Small businesses, unable to make operational changes, are “at the Limit” of what they can take from Trump’s tariffs.
Small businesses lack the wiggle room to absorb cost increases or shift production, and many are reevaluating plans and strategies: ‘We Are at the Limit’ say business owners.
M2S Bikes, an electric-bike startup, planned to build itself a 100-strong dealer network. Then came the Trump administration’s proposed tariffs on China. The firm, which employs five people in Asheville, N.C., imports the bikes it designs from a factory in Jinhua City, China, and says it can’t find comparable motors in the U.S. The tariffs, if they go into effect, would add $425 to the cost of its bikes. The dealership idea is now on hold while the company tries to figure out a new wholesale price that dealers will accept and that won’t kill its profit.
The U.S. has imposed 25% tariffs on $34 billion of Chinese imports, plans soon to levy similar tariffs on an additional $16 billion of goods and has announced it is considering duties on $200 billion more. China has started to respond in kind and is threatening to impose tariffs on up to $110 billion of U.S. goods if Washington moves ahead.
The impact is now rippling through the U.S. economy, and it is being felt particularly acutely by small businesses and startups. Compared with larger companies, they have less ability to deflect higher materials prices or pass along new costs to customers. Tariffs throw a wrench into pricing calculations and eat into profit margins. Smaller firms also are less able to shift production to other locations and have smaller reserves to draw on when times get tough.
Brilliant Home Technology Inc., a three-year-old Silicon Valley startup, had planned to launch its Wi-Fi-connected “smart” light switches in September at a price of $249. The threat of 10% tariffs on Chinese-made electronics forced the 30-person company, which is backed by $21 million in venture capital, to boost the price to $299.
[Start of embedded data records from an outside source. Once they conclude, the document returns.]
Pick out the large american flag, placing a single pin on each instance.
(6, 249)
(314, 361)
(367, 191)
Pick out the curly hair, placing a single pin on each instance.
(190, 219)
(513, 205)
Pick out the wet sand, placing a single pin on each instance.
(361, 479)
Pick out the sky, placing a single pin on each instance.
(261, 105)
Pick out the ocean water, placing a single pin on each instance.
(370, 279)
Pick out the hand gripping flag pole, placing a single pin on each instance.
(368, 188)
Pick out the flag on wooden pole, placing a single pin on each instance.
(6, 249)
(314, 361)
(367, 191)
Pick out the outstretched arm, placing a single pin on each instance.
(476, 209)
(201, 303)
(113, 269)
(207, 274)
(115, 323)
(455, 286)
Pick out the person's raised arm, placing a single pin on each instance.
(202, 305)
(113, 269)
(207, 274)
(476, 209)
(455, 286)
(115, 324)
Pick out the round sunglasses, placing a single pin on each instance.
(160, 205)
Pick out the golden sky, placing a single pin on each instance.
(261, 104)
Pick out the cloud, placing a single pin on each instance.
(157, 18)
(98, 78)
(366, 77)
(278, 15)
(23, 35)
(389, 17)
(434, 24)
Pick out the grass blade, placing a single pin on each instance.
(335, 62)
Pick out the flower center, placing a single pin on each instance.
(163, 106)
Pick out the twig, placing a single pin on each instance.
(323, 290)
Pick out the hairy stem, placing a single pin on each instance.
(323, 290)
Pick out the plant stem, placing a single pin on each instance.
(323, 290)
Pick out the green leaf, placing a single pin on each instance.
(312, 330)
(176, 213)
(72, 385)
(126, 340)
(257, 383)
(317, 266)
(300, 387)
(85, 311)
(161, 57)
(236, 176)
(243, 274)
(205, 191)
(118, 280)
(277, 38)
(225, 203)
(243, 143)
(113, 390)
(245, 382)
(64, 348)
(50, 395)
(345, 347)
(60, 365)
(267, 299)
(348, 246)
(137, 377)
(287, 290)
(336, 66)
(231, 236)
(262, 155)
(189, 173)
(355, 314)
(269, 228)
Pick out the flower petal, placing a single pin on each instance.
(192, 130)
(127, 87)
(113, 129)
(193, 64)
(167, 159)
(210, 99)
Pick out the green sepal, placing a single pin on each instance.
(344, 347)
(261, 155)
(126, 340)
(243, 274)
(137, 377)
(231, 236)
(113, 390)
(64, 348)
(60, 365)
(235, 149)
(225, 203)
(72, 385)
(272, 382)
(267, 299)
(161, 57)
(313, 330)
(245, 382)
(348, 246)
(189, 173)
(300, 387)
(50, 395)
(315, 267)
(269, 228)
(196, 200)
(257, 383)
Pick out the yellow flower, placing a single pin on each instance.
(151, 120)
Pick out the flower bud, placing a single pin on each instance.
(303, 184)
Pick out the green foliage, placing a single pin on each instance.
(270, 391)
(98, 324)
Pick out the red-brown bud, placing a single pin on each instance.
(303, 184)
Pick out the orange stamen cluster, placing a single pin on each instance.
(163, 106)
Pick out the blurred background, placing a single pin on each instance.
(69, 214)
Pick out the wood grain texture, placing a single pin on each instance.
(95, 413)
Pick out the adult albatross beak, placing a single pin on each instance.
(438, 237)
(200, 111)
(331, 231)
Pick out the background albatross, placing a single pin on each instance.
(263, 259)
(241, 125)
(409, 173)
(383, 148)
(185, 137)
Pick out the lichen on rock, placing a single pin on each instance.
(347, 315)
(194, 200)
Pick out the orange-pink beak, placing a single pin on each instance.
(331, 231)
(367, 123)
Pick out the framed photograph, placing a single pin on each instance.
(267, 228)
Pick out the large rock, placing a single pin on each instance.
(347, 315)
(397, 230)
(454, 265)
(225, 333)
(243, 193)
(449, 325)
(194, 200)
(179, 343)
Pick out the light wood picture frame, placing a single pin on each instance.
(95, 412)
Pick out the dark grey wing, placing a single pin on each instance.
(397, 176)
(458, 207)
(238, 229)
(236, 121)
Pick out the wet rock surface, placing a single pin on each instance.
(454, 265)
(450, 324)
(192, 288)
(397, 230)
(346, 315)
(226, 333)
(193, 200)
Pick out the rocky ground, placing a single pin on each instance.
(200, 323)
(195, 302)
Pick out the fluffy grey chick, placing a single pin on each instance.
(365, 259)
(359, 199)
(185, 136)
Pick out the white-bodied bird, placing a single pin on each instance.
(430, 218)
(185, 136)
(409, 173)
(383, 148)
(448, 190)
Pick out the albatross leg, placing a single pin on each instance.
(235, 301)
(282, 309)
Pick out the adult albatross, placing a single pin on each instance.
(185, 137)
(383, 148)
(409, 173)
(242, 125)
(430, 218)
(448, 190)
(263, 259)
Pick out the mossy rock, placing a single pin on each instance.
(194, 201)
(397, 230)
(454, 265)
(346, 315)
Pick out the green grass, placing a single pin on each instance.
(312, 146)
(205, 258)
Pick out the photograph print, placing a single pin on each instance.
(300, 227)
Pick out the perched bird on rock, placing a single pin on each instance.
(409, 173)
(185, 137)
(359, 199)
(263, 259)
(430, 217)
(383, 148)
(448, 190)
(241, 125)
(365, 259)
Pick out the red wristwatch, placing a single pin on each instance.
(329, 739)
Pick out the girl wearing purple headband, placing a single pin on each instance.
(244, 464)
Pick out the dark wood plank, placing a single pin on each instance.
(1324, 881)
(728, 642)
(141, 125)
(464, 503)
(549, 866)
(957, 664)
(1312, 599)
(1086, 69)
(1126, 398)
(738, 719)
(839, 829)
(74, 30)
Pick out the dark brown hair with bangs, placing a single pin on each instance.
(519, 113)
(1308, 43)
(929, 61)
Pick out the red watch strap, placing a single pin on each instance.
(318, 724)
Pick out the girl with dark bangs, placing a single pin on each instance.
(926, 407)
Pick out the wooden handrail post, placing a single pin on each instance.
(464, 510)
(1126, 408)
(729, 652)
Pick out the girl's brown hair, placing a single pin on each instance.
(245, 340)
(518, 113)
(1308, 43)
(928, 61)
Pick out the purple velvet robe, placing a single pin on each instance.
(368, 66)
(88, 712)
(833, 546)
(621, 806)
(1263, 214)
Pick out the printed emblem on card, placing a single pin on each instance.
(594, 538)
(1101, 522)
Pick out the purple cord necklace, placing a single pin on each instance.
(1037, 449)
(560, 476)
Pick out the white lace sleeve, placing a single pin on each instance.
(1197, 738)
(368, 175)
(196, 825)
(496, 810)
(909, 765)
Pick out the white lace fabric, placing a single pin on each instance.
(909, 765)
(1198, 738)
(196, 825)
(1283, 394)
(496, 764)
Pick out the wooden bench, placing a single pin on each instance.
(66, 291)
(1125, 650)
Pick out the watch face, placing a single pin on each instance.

Company co-founder Aaron Emigh said the latest proposed increase in tariffs to 25% put him in an even tougher spot and could force him to seek another round of funding. “We are at the limit of what we believe we can charge,” he said. Moving manufacturing out of China isn’t practical, he said.
Aluminum tariffs are causing Nebia Inc., a San Francisco startup with 11 employees, to consider shifting manufacturing of its $399 spalike shower heads to Mexico from Minnesota, said Philip Winter, the company’s CEO. “It puts us in a really tough place,” Mr. Winter said. The four-year-old company had already been trying to lower its costs and prices to boost sales. Now, he said the company is also looking into shifting parts away from aluminum, which accounts for 40% of its costs.